FileMakerならではのスケーラビリティとセキュリティを活かした導入と運用

若林氏は開発当初からの方針を、「FileMakerの柔軟なスケーラビリティを活かして、まずはシンプルな作りの小規模なシステムを短期間で導入し、使いながら改修していくことを目指しました」と説明する。「機能やユーザー数の追加など、今もたえず拡張し続けています。FileMakerは、実際に運用しながら業務の実態に即したものに育てていくという使い方に、ほんとうに適しています。どんどん成長して、立派なカスタム Appになってきましたね」と若林氏は笑顔を見せる。

セキュリティも、開発当初から配慮していたポイントのひとつである。このカスタム Appでは、データをiPad内には保存せずサーバーに転送して保存する、通信には L2TP/IPsec による VPN を利用するなどの機能が実装されている。「最初に稼働したバージョンはシンプルなものでしたが、どれほどシンプルなものであってもセキュリティはしっかりと確保しなくてはならないという考えがありました。FileMakerには高いセキュリティ機能が豊富に装備されていますから、わずかな手間で確実なセキュリティを実装できます」(若林氏)。

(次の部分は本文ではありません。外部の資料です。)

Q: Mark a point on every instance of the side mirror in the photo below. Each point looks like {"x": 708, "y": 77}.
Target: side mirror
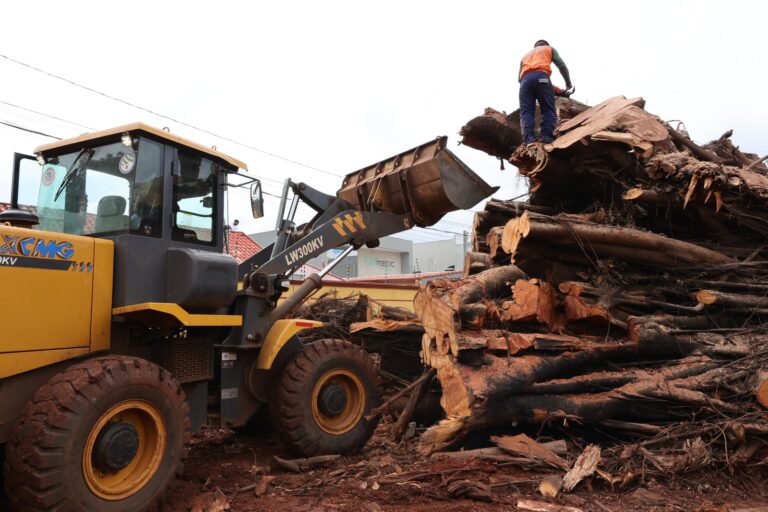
{"x": 257, "y": 200}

さらに全国へと、このカスタム AppとiPadを広げたい

「現場からの情報はとても大事で、作業員からの迅速な報告が高速道路の保全管理には欠かせません。今では、FileMakerのカスタム Appは業務になくてはならないものになりました。まずはやってみようということで始めましたが、導入してほんとうによかったと思っています」と、伊藤氏はこの実績に大きな手応えを感じている。藤野氏も「FileMakerのカスタム Appにより、予想以上に業務が効率化されました。しかも、まだまだ成長する可能性があると考えています」と期待を寄せる。

タイムリーな情報共有とコミュニケーション、情報の一元管理、書類作成や集計業務の省力化と時間短縮、ペーパーレス化。これらを実現したFileMakerベースのカスタム Appが、高速道路の利用者と、高速道路を保全管理するスタッフの安全と安心に大きく寄与している。まずは十和田事業所で始まった取り組みだが、すでにネクスコ・メンテナンス東北のほかの事業所への展開も始まっている。「このカスタム Appを、ほかの事業所へ、そして全国の高速道路管理事業へと広げていきたいですね」と伊藤氏の目はさらに遠くを見据えている。